ARCHIV: Menschen an einer Bushaltestelle des öffentlichen Nahverkehrs in Berlin, Deutschland, 6. Juli 2020. REUTERS/Fabrizio Bensch

Bundesrat sagt Ja – Neun-Euro-Ticket kommt ab Juni

Berlin (Reuters) – Berufspendler und andere Reisende können Busse und Bahnen zwischen Juni und August für neun Euro pro Monat bundesweit nutzen.

Der Bundesrat stimmte am Freitag dem Gesetz zu, das den verantwortlichen Ländern den Ausfall von 2,5 Milliarden Euro an Einnahmen für die drei Monate aus dem Bundeshaushalt sichert. Das Ticket gilt im gesamten Nahverkehr – also in allen öffentlichen Verkehrsmitteln abgesehen von Fernzügen etwa der Deutschen Bahn oder von Flixtrain. Die DB will es ab Montag verkaufen. Die Bundesländer müssen mit Verkehrsverbünden und Unternehmen das Vorhaben umsetzen. Sie hatten weitere 1,5 Milliarden Euro angesichts gestiegener Energie- und Personalkosten gefordert, konnten sich aber nicht durchsetzen. Verankert im Gesetz sind aber Zahlungen von 1,2 Milliarden Euro zum Verlust-Ausgleich wegen der Corona-Pandemie.

PROTOKOLLERKLÄRUNG FÜR MEHR LÄNDERGELD

Um dem Wunsch nach zusätzlichen Mitteln Nachdruck zu verleihen, verfasste die Bundesregierung eine Protokollerklärung.
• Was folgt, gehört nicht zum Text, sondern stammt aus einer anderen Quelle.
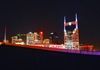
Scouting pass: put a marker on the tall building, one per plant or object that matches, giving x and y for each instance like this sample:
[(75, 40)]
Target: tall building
[(71, 34), (29, 38), (14, 39)]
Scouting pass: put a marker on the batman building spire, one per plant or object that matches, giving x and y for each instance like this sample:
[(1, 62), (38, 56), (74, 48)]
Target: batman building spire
[(5, 36), (71, 34)]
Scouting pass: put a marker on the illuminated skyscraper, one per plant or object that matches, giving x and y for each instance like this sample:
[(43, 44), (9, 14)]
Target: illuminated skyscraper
[(30, 38), (71, 34)]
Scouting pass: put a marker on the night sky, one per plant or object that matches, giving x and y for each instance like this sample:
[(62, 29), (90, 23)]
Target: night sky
[(47, 15)]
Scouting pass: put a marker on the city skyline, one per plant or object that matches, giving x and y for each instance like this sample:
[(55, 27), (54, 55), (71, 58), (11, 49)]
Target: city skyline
[(47, 16)]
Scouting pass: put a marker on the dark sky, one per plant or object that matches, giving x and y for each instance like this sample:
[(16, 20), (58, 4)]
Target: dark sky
[(22, 16)]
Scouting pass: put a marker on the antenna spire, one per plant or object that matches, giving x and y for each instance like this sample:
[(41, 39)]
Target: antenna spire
[(5, 35)]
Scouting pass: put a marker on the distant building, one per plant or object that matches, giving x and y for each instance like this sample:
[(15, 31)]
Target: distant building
[(15, 40), (29, 38), (71, 34)]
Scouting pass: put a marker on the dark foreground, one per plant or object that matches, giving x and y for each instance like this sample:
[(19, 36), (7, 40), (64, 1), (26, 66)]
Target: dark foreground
[(23, 58)]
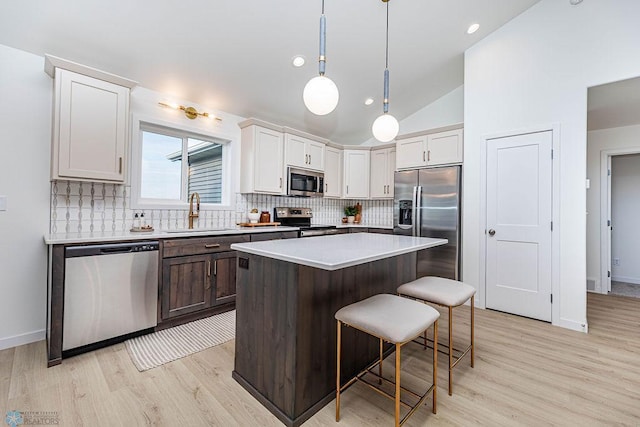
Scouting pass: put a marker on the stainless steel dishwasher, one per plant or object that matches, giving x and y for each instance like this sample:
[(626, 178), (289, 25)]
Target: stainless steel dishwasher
[(109, 290)]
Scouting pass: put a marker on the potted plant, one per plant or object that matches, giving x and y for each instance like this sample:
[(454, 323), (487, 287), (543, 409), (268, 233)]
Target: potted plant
[(350, 212)]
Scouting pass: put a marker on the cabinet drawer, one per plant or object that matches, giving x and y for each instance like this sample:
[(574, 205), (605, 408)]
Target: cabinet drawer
[(200, 245)]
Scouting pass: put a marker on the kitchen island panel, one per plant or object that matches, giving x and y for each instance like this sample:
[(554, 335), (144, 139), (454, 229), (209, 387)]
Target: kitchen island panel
[(286, 333)]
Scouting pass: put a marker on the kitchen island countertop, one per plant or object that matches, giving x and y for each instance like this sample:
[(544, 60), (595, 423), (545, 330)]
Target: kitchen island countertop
[(335, 252)]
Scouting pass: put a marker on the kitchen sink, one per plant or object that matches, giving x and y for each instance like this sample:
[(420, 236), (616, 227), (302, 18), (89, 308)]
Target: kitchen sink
[(198, 230)]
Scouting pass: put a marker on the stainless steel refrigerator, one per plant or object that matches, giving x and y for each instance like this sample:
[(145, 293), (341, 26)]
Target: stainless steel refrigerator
[(427, 204)]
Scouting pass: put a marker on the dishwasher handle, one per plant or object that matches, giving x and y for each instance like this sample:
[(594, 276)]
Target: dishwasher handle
[(110, 249)]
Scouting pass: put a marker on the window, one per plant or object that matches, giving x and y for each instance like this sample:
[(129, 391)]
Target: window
[(175, 163)]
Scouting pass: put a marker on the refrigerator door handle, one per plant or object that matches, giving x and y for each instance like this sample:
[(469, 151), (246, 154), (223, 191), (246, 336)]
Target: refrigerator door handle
[(418, 210), (415, 229)]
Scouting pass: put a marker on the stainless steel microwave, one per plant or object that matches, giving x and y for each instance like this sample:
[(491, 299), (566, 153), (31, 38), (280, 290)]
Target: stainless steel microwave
[(305, 183)]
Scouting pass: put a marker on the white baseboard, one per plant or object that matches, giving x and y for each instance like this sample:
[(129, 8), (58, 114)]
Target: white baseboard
[(22, 339), (632, 280)]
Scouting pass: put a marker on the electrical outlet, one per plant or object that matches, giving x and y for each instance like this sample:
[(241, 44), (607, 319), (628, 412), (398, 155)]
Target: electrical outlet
[(98, 205)]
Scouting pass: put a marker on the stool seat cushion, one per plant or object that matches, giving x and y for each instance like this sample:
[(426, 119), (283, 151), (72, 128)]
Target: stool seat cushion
[(390, 317), (438, 290)]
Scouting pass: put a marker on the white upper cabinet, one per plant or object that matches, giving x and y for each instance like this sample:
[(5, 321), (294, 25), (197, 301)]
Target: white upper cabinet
[(411, 152), (429, 150), (304, 152), (356, 174), (333, 172), (261, 169), (90, 128), (383, 166)]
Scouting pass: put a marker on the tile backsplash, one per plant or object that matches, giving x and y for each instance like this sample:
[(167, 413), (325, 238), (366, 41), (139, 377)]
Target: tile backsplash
[(78, 207)]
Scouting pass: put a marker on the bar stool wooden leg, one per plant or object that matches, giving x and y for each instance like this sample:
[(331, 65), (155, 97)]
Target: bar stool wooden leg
[(339, 342), (450, 349), (398, 385), (435, 364), (472, 346)]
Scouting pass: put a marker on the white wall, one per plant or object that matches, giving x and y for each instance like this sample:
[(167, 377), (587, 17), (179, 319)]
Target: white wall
[(25, 132), (625, 205), (614, 139), (445, 111), (532, 72)]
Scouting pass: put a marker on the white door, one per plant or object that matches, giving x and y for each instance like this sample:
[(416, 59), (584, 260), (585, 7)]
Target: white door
[(519, 194), (606, 247)]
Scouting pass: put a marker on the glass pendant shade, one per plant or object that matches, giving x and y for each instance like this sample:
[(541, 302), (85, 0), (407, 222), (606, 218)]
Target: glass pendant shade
[(320, 95), (385, 128)]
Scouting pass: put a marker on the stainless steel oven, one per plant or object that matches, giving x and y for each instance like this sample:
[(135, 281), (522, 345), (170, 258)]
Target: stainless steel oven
[(305, 183)]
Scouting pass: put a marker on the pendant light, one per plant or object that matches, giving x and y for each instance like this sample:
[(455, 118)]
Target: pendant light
[(320, 95), (386, 127)]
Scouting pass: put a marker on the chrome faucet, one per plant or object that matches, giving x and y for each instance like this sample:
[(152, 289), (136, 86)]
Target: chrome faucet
[(191, 213)]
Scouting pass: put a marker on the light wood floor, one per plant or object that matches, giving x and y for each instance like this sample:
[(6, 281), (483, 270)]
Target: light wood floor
[(527, 373)]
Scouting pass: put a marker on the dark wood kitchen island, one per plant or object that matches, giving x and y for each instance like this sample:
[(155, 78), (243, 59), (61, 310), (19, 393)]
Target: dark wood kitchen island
[(287, 294)]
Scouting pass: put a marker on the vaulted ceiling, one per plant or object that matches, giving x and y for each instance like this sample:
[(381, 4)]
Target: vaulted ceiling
[(236, 56)]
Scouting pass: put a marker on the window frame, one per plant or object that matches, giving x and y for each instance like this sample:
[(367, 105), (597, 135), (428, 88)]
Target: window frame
[(149, 124)]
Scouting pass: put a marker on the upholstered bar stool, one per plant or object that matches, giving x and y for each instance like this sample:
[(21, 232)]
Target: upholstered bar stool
[(395, 320), (447, 293)]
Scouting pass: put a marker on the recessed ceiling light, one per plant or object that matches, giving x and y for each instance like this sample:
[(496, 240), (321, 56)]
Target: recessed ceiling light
[(473, 28), (298, 61)]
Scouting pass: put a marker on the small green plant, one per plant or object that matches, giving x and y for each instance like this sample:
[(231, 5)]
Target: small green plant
[(350, 211)]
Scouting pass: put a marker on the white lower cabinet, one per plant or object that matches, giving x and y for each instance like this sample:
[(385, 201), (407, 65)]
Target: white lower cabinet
[(356, 174), (383, 166), (332, 172)]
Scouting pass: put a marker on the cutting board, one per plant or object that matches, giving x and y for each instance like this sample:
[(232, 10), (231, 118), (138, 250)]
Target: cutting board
[(258, 224)]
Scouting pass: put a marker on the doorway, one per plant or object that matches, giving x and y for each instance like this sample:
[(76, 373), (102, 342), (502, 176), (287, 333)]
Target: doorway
[(613, 142), (519, 212), (620, 200)]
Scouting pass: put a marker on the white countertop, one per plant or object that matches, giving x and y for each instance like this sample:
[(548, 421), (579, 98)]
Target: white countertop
[(112, 236), (347, 225), (338, 251)]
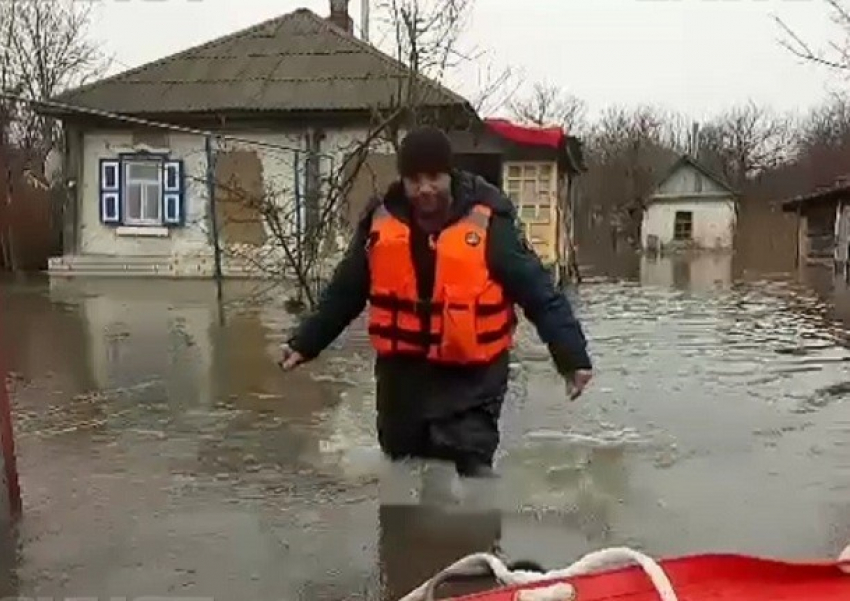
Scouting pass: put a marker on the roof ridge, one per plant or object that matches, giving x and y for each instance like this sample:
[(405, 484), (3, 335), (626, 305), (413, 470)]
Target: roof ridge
[(392, 61), (185, 52)]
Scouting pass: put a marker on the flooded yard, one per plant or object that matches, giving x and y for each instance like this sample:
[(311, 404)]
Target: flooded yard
[(163, 453)]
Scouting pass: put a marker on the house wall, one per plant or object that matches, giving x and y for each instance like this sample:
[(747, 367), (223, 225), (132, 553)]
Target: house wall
[(713, 222), (818, 225), (276, 169)]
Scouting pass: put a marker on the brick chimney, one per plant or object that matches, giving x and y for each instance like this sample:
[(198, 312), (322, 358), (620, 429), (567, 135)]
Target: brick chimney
[(339, 16)]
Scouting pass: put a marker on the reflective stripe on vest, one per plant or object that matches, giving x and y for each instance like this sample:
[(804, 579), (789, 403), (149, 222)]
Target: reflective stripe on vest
[(467, 320)]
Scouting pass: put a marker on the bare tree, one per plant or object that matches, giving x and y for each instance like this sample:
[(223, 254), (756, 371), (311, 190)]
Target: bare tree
[(747, 140), (836, 53), (45, 50), (627, 151), (548, 105), (308, 220)]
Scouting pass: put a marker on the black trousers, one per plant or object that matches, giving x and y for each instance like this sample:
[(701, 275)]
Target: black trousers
[(468, 438)]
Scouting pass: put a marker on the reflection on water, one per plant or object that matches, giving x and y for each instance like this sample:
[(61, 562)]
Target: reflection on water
[(699, 273), (163, 452)]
Sie stehe zu ihrer finanziellen Verantwortung für den Schienenpersonen-Nahverkehr und der im Koalitionsvertrag vereinbarten zukunftsgerichteten Finanzierung des Öffentlichen Personen-Nahverkehrs, heißt es dort.

Bundesverkehrsminister Volker Wissing (FDP) nannte das Ticket eine Chance. Viele, die mit dem Nahverkehr bislang wenig zu tun gehabt hätten, wollten ihn ausprobieren. Man könne stolz darauf sein, dass ein solches Mammutprojekt in zwei Monaten umgesetzt werde. Baden-Württembergs Verkehrsminister Winfried Hermann (Grüne) sagte, die Erwartungen bei den Menschen seien groß. Daher wolle man das Ticket nicht aufhalten, auch wenn die Umsetzung aufwendig und das Geld des Bundes nicht reiche: “Wir brauchen deutlich mehr Mittel.” Bayerns Verkehrsminister Christian Bernreiter (CSU) warnte vor einem Strohfeuer. Nach August drohten erhebliche Tarif-Steigerungen und auch eine Ausdünnung des Angebots. Bayern stimme aber mit geballter Faust zu.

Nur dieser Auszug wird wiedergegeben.